Desenvolvimento cultural e sobrevivência global
A consciência de cidadania global postula que hoje há situações nos causam inquietação e já não se podem “esconder debaixo do tapete”.
Pe. Luís Figueiredo Rodrigues
20 de dezembro de 2023
Quando o Papa Francisco se inspira em São Francisco de Assis e publica a Laudato Si’ recorda que «uma ecologia integral requer abertura para categorias que transcendem a linguagem das ciências exatas ou da biologia e nos põem em contacto com a essência do ser humano» (Laudato Si’ 11).
Pese embora, haja diversificadas abordagens do conceito de “cultura”, falar de cultura é fazer o esforço por ter presente o conjunto de conhecimentos, crenças, arte, valores e costumes através dos quais os humanos se desenvolveram e procurar superar os diversos limites que têm como pessoas e como sociedades.

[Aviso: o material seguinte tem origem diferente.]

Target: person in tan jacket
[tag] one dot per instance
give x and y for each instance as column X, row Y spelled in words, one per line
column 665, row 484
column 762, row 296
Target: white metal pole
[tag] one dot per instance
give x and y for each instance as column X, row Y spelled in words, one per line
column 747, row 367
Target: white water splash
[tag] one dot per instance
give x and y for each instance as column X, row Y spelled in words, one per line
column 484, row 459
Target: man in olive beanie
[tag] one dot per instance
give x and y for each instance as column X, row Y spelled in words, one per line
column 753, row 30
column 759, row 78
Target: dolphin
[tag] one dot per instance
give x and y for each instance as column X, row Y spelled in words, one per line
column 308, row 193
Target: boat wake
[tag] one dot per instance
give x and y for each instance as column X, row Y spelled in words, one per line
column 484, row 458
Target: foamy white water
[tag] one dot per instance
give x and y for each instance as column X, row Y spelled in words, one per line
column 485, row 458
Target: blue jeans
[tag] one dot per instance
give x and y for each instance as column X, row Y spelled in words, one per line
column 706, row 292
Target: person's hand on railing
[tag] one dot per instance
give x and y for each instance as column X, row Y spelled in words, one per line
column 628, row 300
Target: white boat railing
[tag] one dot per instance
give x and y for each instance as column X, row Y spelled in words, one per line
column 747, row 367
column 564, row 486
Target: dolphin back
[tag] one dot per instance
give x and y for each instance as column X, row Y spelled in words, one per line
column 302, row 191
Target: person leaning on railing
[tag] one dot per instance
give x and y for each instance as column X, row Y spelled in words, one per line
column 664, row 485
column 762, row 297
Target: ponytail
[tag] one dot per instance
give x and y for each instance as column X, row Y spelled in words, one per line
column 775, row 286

Este facto leva a que peça a cada cidadão um «esforço para que esses meios se traduzam num novo desenvolvimento cultural da humanidade, e não numa deterioração da sua riqueza mais profunda. A verdadeira sabedoria, fruto da reflexão, do diálogo e do encontro generoso entre as pessoas, não se adquire com uma mera acumulação de dados, que, numa espécie de poluição mental, acabam por saturar e confundir» (Laudato Si’ 47).

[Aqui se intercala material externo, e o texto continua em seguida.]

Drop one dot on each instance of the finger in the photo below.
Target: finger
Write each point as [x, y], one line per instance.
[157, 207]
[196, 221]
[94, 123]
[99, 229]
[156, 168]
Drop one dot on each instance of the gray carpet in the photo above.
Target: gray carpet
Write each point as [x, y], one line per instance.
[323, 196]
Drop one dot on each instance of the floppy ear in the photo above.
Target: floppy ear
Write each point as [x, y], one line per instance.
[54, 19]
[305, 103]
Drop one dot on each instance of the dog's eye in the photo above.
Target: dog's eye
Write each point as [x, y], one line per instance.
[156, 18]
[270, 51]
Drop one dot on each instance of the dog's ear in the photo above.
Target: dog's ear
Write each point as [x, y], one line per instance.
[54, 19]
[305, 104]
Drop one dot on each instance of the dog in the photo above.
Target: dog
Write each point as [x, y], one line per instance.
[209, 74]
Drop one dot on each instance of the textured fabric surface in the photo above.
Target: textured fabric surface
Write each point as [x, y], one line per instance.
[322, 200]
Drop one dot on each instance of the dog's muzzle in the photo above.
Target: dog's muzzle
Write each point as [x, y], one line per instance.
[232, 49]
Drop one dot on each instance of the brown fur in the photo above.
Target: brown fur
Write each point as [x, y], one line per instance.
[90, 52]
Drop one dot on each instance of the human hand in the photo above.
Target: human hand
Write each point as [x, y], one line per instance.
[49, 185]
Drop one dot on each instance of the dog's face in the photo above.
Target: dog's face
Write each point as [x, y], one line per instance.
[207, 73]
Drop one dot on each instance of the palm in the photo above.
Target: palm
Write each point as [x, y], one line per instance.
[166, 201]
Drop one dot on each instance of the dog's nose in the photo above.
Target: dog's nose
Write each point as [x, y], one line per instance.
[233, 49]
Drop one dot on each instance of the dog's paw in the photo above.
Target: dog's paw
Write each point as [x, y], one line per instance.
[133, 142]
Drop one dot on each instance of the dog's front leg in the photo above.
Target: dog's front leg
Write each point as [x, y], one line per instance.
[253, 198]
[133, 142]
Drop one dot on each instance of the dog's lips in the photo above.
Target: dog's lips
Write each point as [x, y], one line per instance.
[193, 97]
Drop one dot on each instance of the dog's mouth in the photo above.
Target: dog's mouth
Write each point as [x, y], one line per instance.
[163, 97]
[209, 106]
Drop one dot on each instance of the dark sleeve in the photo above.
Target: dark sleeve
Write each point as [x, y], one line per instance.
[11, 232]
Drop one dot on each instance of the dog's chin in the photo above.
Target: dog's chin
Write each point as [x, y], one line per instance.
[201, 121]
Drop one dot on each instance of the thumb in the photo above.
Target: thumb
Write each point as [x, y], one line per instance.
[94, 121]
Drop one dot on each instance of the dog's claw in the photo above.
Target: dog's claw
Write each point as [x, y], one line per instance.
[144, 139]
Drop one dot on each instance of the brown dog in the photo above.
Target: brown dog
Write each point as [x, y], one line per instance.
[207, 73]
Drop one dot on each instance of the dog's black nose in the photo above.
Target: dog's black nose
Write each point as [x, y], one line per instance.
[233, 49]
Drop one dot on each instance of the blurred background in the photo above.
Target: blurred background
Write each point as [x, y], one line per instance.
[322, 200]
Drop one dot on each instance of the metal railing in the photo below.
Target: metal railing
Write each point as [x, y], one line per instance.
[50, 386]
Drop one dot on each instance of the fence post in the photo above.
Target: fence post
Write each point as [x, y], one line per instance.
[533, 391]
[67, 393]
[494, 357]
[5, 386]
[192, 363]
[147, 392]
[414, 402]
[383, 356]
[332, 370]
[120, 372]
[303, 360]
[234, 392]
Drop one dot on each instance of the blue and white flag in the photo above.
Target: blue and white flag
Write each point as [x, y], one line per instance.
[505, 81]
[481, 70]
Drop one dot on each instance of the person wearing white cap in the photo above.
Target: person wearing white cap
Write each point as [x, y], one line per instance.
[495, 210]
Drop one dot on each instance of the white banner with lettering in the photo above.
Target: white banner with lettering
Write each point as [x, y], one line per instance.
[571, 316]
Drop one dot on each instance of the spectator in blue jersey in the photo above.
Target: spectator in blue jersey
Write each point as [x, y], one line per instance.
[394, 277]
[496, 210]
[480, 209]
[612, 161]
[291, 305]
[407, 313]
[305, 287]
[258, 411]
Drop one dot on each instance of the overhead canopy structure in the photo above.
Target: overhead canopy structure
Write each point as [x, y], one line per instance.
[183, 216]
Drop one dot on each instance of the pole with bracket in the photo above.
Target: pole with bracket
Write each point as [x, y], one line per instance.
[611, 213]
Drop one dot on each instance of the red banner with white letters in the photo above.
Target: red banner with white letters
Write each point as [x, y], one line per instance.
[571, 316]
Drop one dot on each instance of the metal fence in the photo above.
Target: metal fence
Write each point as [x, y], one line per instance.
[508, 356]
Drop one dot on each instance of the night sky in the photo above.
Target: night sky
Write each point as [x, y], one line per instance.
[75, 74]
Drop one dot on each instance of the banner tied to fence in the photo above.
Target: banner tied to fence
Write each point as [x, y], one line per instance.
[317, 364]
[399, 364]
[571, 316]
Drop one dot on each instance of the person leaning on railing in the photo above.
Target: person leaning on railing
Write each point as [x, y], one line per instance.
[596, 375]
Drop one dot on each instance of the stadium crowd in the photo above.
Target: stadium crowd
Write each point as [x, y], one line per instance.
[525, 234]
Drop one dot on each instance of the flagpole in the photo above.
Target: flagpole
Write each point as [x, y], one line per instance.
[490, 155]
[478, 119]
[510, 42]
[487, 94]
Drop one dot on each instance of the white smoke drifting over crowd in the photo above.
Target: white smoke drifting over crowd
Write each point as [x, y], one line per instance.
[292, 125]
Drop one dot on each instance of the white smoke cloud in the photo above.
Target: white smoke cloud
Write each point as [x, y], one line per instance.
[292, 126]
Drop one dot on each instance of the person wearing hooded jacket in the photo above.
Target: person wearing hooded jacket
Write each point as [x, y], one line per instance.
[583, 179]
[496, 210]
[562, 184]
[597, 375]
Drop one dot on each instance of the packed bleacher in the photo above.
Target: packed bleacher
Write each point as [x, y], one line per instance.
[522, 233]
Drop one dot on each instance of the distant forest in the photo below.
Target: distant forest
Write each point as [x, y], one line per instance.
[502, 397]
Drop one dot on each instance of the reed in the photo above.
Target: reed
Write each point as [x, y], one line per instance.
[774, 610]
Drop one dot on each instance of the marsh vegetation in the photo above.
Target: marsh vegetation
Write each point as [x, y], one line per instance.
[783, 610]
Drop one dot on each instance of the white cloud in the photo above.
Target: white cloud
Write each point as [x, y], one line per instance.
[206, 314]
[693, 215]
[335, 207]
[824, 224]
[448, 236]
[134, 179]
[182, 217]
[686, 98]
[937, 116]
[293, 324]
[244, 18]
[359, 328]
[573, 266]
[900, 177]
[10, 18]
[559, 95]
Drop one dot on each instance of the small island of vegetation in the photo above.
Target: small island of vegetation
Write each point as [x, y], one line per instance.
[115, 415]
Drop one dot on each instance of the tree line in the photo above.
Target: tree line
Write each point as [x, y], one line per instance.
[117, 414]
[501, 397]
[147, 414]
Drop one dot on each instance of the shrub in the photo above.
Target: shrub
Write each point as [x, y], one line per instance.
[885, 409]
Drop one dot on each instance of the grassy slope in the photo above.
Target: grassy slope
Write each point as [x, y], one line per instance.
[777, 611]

É neste contexto que a cultura pode ver com apreço o desenvolvimento científico, dado que é aí que se projetam desejos e aspirações, esperanças e temores, angústias e certezas. O facto de que a ciência é importante para o desenvolvimento das sociedades é atestado pela importância que os diversos estados dão a esta matéria e os resultados que se podem verificar, que se traduzem em desenvolvimento e prosperidade dos respetivos povos. O problema mais acutilante que se coloca é o conceito de “ciência” que se preconiza: se, num extremo, algo reducionista, entender a ciência apenas como abrangendo as “ciências duras”; ou, de modo mais equilibrado, entender ciência como o a abordagem sistemática, crítica e devidamente fundamentada daquilo que são as diversas manifestações do espírito humano. O “tipo” de ciência que se preconizar acabará por “gerar” comunidades de cidadãos com uma determinada visão cultural e, por isso, do mundo e de si, mais estreita ou mais ampla.
Ao introduzirmos o elemento “globalização” não se preconiza uma uniformização, à escala planetária, daquelas que são as concretizações culturais de um povo que, assim, seria hegemónico e acabaria por excluir todos os outros. É precisamente o contrário. Trata-se de conhecer, valorizar e enriquecer cada cultura em concreto, com aquilo que outras culturas possam aportar, dentro das liberdades individuais de cada povo ou indivíduo.
E, também aqui, a educação desempenha um papel fundamental: ao ter como objetivo o pleno desenvolvimento da pessoa humana e o reforço do respeito dos direitos do homem e das liberdades fundamentais. A educação deve favorecer a compreensão, a tolerância e a amizade entre todas as nações e entre todos os grupos raciais ou religiosos, bem como o desenvolvimento dos povos para a manutenção da paz, como reconhecia já o Padre Manuel Antunes, SJ.
Deste modo advém como possível poder acreditar que a “casa comum”, refletida na Laudato Si’ e almejada pela Agenda 2030 da ONU, incrementam um caminho em que cada vez mais se vê crescer a sensibilidade relativamente ao meio ambiente e ao cuidado da natureza, e cresce uma sincera e sentida preocupação pelo que está a acontecer ao nosso planeta. A consciência de cidadania global postula que hoje há situações nos causam inquietação e já não se podem “esconder debaixo do tapete”. A ciência já não vida apenas recolher informações ou satisfazer a nossa curiosidade, «mas tomar dolorosa consciência, ousar transformar em sofrimento pessoal aquilo que acontece ao mundo e, assim, reconhecer a contribuição que cada um lhe pode dar» (Laudato Si’ 19).